Lee Chien-kuo, Raz Regina, Gimeno Ramon, Gertner Rachel, Wistinghausen Birte, Takeshita Kenichi, DePinho Ronald A, Levy David E
Department of Pathology, Kaplan Comprehensive Cancer Center, New York University School of Medicine, 10016, USA.
Immunity. 2002 Jul;17(1):63-72. doi: 10.1016/s1074-7613(02)00336-9.
STAT3 has been described as an essential component of G-CSF-driven cell proliferation and granulopoiesis. This notion was tested by conditional gene ablation in transgenic mice. Contrary to expectation, granulocytes developed from STAT3 null bone marrow progenitors, and STAT3 null neutrophils displayed mature effector functions. Rather than a deficit in granulopoiesis, mice lacking STAT3 in their hematopoietic progenitors developed neutrophilia, and bone marrow cells were hyperresponsive to G-CSF stimulation. These studies provide direct evidence for STAT3-independent granulopoiesis and suggest that STAT3 directs a negative feedback loop necessary for controlling neutrophil numbers, possibly through induced expression of the signaling inhibitor, SOCS3.

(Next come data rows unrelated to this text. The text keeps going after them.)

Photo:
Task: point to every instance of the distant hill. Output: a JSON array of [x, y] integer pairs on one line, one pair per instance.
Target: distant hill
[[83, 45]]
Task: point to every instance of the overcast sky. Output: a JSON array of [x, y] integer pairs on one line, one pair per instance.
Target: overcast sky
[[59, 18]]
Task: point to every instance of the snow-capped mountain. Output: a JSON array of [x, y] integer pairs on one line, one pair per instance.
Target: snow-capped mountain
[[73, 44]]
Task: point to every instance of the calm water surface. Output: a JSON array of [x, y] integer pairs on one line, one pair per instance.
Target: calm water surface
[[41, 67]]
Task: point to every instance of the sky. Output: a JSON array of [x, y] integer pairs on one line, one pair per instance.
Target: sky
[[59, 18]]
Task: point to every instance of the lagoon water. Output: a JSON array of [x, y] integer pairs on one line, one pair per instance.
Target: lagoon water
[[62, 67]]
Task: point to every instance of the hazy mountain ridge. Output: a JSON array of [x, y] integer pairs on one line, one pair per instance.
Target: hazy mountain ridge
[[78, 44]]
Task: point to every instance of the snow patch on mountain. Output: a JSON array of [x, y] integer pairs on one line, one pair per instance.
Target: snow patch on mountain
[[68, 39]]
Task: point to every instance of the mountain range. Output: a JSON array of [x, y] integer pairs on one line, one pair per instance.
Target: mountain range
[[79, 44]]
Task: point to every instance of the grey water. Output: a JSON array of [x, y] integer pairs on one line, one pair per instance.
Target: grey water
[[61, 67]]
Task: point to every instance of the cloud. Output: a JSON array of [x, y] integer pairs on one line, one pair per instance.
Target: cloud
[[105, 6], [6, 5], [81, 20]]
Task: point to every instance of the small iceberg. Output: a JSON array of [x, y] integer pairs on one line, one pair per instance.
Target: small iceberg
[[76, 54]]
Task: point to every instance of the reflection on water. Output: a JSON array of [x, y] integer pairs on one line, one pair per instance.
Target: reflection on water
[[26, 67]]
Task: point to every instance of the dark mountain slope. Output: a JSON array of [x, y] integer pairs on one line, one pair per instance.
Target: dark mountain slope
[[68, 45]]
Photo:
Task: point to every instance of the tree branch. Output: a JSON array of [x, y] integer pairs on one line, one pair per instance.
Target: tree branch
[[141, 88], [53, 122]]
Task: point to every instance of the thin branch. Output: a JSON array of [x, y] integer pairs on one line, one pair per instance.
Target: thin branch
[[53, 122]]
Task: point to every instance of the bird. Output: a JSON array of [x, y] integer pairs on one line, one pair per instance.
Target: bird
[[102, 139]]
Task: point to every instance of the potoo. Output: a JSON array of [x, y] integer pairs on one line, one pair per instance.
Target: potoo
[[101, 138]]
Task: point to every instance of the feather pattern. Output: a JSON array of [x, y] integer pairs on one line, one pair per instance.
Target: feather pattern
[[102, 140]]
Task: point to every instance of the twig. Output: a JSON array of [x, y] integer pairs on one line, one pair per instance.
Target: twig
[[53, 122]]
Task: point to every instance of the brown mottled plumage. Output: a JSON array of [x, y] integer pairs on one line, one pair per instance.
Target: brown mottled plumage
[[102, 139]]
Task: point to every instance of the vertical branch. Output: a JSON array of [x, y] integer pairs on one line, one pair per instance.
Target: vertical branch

信号转导和转录激活因子3(STAT3)已被描述为粒细胞集落刺激因子(G-CSF)驱动的细胞增殖和粒细胞生成的重要组成部分。这一观点在转基因小鼠中通过条件性基因敲除进行了验证。与预期相反,粒细胞由STAT3基因缺失的骨髓祖细胞发育而来,且STAT3基因缺失的中性粒细胞表现出成熟的效应器功能。造血祖细胞中缺乏STAT3的小鼠并未出现粒细胞生成缺陷,反而出现了中性粒细胞增多,并且骨髓细胞对G-CSF刺激反应过度。这些研究为不依赖STAT3的粒细胞生成提供了直接证据,并表明STAT3可能通过诱导信号抑制因子细胞因子信号传导抑制因子3(SOCS3)的表达来指导控制中性粒细胞数量所需的负反馈回路。